China’s central bank will cut the amount of cash some lenders must hold as reserves, unlocking about 700 billion yuan (US$108 billion) of liquidity, as it seeks to control leverage and support smaller companies.
The required reserve ratio for some banks will drop by 0.5 percentage point, effective on Friday next week, the People’s Bank of China (PBOC) said on its Web site on Sunday. That is the day before the US and China are scheduled to impose tariffs on each other.
Such a reduction had been widely expected, especially after China’s State Council said on Wednesday that it would use monetary policy tools, including cutting reserve ratios for some banks, to boost credit supply to smaller companies.
Sunday’s cut probably will probably not be the last. Analysts expect the bank to further ease policy going forward to help cope with a slowing economy and offset the effects of a crackdown on shadow banking.
“While the PBOC reiterated its neutral stance, we think that the move is one step further toward more accommodative monetary policy, which is only fitting given softening growth and mounting trade tensions,” Wei Yao, China economist at Societe Generale SA in Paris, wrote in a note.
She expects further cuts in the reserve rate ratios, lower rates on liquidity instruments and a lower interest rate corridor in the second half of the year.
The yuan yesterday continued to slide. The benchmark Shanghai stock index is on the brink of a bear market after tumbling almost 20 percent from its recent high, and closed yesterday down 1.1 percent.
The aim is to support small and micro enterprises, and to further promote the debt-to-equity swap program, according to the central bank. The cut will apply to major state-run commercial banks, joint-stock commercial lenders, postal banks, city commercial lenders, rural banks and foreign banks.
The PBOC designed the cut to do two different things, according to the statement. The 500 billion yuan unlocked for the nation’s five biggest state-run banks and 12 joint-stock commercial lenders will be channeled to debt-to-equity swaps, which can reduce companies’ debt burdens and help cleaning up banks’ balance sheets.
The 200 billion yuan freed for smaller lenders such as the postal bank and city commercial lenders will be used to support funding for smaller businesses.
The PBOC yesterday announced more details on how it will boost credit for small companies. It said it would add another 150 billion yuan in its targeted relending quota, a scheme in which banks can obtain relatively cheap funding from the PBOC to loan out to small companies and rural businesses.
The interest rate for SME relending loans will be lowered by 0.5 percentage point, the central bank said in a statement.

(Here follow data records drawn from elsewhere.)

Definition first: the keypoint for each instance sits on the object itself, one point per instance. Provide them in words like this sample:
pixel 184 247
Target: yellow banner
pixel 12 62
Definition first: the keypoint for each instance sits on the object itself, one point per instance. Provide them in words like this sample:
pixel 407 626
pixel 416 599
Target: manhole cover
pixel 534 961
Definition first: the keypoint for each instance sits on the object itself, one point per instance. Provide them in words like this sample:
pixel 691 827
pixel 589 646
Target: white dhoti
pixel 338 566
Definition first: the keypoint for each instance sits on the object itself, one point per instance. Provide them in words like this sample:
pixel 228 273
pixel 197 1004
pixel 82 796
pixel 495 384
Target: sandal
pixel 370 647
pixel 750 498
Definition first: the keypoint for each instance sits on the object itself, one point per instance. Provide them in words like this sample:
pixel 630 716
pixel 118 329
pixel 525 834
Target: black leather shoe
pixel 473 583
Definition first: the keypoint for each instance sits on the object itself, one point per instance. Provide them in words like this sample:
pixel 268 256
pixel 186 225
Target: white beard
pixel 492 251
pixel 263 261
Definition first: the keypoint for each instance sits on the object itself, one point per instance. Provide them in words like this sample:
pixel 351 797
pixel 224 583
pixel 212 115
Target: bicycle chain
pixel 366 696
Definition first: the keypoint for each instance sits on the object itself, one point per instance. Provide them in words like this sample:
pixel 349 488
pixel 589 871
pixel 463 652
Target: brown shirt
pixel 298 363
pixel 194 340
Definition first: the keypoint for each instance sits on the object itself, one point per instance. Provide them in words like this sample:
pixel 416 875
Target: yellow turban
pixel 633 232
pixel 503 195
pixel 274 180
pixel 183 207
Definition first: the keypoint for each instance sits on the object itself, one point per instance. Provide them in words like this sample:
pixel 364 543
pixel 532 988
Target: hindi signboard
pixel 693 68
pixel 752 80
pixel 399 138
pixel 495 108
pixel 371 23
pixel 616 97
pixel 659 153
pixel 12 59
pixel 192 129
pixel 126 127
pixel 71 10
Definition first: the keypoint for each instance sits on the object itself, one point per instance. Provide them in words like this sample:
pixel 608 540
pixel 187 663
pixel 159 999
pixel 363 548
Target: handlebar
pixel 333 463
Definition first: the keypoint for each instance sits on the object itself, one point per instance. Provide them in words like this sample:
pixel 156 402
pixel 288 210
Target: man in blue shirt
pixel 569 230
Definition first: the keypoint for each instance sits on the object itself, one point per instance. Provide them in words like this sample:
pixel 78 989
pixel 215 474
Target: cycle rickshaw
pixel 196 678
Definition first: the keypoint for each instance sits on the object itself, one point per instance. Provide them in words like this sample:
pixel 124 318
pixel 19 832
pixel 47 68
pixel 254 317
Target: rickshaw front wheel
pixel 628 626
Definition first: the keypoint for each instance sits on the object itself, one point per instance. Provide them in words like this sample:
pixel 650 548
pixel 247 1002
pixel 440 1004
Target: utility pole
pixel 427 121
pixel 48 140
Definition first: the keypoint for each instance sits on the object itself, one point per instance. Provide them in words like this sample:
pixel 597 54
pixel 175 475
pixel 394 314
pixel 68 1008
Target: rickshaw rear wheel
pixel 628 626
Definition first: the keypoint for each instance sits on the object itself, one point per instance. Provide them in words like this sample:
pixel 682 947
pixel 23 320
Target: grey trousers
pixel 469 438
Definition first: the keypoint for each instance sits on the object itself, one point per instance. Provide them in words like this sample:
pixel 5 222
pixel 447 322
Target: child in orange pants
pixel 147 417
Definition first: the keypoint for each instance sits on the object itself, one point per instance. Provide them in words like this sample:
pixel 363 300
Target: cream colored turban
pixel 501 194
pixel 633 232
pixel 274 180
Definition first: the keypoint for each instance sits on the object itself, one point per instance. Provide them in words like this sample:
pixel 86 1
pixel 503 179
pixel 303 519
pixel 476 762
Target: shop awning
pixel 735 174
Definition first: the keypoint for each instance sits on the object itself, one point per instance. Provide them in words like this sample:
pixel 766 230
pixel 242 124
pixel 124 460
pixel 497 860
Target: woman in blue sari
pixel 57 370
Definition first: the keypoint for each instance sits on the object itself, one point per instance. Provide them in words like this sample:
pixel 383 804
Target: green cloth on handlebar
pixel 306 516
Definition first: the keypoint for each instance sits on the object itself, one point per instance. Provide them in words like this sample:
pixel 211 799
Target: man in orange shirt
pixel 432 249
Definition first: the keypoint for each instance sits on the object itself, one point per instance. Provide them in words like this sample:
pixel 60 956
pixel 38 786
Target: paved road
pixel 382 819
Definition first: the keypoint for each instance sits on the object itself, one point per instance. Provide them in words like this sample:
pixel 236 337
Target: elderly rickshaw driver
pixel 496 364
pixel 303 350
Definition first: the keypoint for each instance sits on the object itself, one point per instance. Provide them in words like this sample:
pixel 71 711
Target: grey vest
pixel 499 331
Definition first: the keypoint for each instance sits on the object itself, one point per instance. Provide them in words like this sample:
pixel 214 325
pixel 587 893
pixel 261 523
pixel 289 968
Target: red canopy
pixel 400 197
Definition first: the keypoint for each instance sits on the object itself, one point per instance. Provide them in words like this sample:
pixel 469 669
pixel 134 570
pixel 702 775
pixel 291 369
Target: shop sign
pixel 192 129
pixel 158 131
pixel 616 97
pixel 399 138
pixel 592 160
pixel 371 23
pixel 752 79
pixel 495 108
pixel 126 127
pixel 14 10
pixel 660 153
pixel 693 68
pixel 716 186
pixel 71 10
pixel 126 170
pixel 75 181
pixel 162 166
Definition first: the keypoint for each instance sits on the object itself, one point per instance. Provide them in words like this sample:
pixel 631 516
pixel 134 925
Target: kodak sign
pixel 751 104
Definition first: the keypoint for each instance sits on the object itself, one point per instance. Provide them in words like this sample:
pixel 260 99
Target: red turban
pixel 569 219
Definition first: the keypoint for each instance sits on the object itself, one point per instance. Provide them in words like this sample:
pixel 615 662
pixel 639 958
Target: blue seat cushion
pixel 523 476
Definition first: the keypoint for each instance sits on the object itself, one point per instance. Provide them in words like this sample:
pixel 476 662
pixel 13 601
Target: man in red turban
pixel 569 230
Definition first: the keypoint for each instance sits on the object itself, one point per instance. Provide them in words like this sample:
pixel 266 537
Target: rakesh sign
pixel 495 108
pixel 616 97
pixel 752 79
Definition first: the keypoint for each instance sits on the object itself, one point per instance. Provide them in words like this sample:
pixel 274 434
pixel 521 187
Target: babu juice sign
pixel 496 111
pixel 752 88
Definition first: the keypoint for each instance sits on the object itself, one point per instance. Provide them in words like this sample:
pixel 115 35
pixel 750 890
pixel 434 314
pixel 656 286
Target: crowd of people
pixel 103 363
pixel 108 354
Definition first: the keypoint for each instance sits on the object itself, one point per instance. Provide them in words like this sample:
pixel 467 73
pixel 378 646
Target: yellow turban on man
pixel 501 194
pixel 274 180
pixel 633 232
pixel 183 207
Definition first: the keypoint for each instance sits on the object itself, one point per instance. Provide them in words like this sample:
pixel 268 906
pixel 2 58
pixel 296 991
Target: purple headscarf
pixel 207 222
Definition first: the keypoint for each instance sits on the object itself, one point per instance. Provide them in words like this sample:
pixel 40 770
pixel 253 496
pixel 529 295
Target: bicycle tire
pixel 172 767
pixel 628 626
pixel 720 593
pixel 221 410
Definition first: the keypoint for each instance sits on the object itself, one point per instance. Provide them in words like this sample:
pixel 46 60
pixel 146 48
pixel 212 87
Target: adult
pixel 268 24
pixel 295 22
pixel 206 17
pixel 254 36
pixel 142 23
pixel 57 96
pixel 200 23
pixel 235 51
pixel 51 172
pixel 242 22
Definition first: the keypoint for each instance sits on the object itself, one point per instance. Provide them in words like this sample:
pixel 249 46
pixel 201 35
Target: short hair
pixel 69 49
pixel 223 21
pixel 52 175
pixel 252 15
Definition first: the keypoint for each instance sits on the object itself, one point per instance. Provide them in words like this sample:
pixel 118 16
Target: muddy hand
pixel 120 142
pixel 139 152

By requesting banks use the liquidity to support-debt-to-equity swaps, the PBOC has broadened the scope of its targeted RRR reductions. While two previous cuts were aimed at helping smaller firms, the main beneficiaries of the debt-to-equity swaps will be larger companies in traditional industries like coal, iron and other metals, according to Wen Bin, a researcher at China Minsheng Banking Corp in Beijing. Many of those are state-owned enterprises.
The swap program was introduced in 2016 to assist highly leveraged companies by encouraging banks and private investors to replace their claims on loans with equity holdings.
It has seen little progress — 102 companies had signed up for swaps worth about 1.6 trillion yuan by the end of last year, but only about 20 percent of those had been executed, according to China International Capital Corp.
The move will “help push forward the steady progress of structural deleveraging, and strengthen support to the weak links of small-and-micro businesses. It is a targeted and precise fine-tuning,” the central bank said in a separate statement. “The PBOC will keep implementing prudent and neutral monetary policy, and create a favorable monetary and financial environment for high-quality development and supply-side reform.”
The funds unlocked from the reserve ratio cut should not be used to support so-called zombie companies, the bank said.
The PBOC support of debt-to-equity “may reflect its intent to contain credit risk and prevent a significant impact on domestic business confidence,” Morgan Stanley economists led by China chief economist Robin Xing (邢自強) wrote in a note.